When you think about libraries worth visiting as a tourist, you likely thing about historic places with old books. Helsinki, however, attracts visitors with the Oodi, a very modern library, which is truly state of the art. Compared to the public libraries as I know them from Germany, the Oodi feels to be out of this world. Thus, I felt that this place truly deserves to be featured in my Pictured Stories.
Oodi Helsinki – Location & Times
Oodi, die Central Library of Helsinki is located a few steps Northwest of Helsinki’s main train station. Thus, it is practically next door to the Holiday Inn Helsinki City Centre I stayed in, but also to key attractions like the Kiasma Art Museum. The Main Station offers all kinds of traffic services, so that Oodi is perfectly located within the city.

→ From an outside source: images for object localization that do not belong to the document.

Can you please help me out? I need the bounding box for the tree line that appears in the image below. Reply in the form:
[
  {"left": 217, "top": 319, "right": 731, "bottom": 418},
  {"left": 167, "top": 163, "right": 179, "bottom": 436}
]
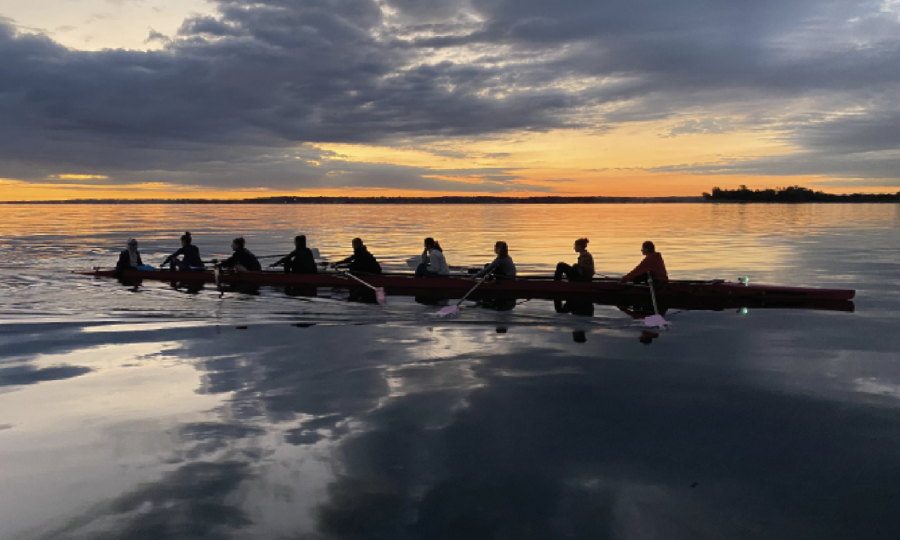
[{"left": 703, "top": 185, "right": 900, "bottom": 202}]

The library opens from 8:00 to 21:00 hrs on weekdays (Monday to Friday) and 10:00 to 20:00 hrs on weekends. There are shorter opening times on certain public holidays. As it is a public building, there is no admission. The place is that popular that there are even guided tours.
Views of Oodi Helsinki
Oodi Helsinki has three levels. One fact that illustrates that this place is indeed special is that practically all items you can lent from the library are on the top floor. Ground floor features a few bestseller novels and fancy items like outdoor sports equipment, but generally, you majorly find services here. For example, Oodi ground floor features an information desk, the tourist information, the access to a children’s area or a place about the European Union. There is also a simple restaurant, where you can even have lunch.
The second floor was most impressing to me. There are work spaces, sewing machines, 3D and large scale printers, music instruments for rent and a lot of space to study and collaborate. The rear part of the building features a gaming area – again, with dedicated rooms. Unfortunately, all three levels were really crowded and many locals made used of the facilities, so that I could not take as many pictures as I liked.
“Traditional” library visitors find their home on the top floor, which hosts the books, games and other media. There is also a cafe. On warm days, you can have your drink outside and look out to some sights of the Finnish capital – in colder and more windy moments, there are still cozy seats right behind the window. This place is truly amazing and feel so much better and also so much advanced compared to German public libraries – I absolutely loved it.